Falcons offensive coordinator Zac Robinson, meanwhile, grew up in Denver. He was a Broncos fan whose family had season tickets. He later became a standout football player at Chatfield High School in the suburb of Littleton, Colo.

“Definitely, when I saw we were going to Denver, (my) family got excited,” Robinson said. “The atmosphere is tough to beat. Probably there and K.C. are the top two in the NFL. Looking forward to getting back home.”

Those returns will be special, but reunion games and homecomings happen every week in the NFL. A matchup of brothers, in one of their father’s home stadiums, with more than 30 family members on hand? Not so much.

“I played with one of my brothers in college, but this is obviously different,” said Broncos tight end Adam Trautman, whose locker is next to Jonah’s in Denver and who was previously a teammate of Kaden’s in New Orleans. “It was always competitive with me and my brother, and I’m sure that’s how they’re treating it, too.”


Broncos rookie Jonah Elliss (52) has 21 tackles and two sacks for Denver this season. (C. Morgan Engel / Getty Images)

The Elliss brothers aren’t taking Sunday’s opportunity for granted. But at the end of the day, it’s another competition in a never-ending string of them. Each year, usually during Fourth of July weekend, the family gathers for the Elliss Olympics, an event that spans multiple days and has a rotating list of competitions, from corn hole to board games. The event includes a trophy, emblazoned with the names of the winners, that resides at Luther and Rebecca’s home. Including spouses and close family friends, the competition can include more than three dozen participants.

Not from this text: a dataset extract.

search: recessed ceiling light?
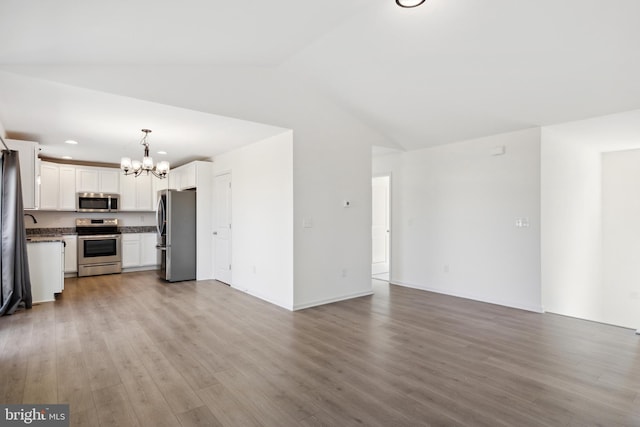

Trash-talking is an inherent part of the spectacle. Jonah shared this week that he and his fiancée dominate the pickleball competition, a fact that rankled his older brother.

“I think the most someone scored on us in a game to 11 is three or four,” Jonah said. “We’re pretty good. We killed (Kaden). He did not like it.”

Most seem to agree, though, that Kaden sets the pace in the chirping department. So perhaps it’s no surprise the Falcons linebacker, who already owns a head-to-head NFL win over Christian when they met in 2022, delivered the parting words ahead of his matchup with Jonah.

“I’m 1-0,” he said of the Elliss matchups. “We’re going to make this 2-0 this week.”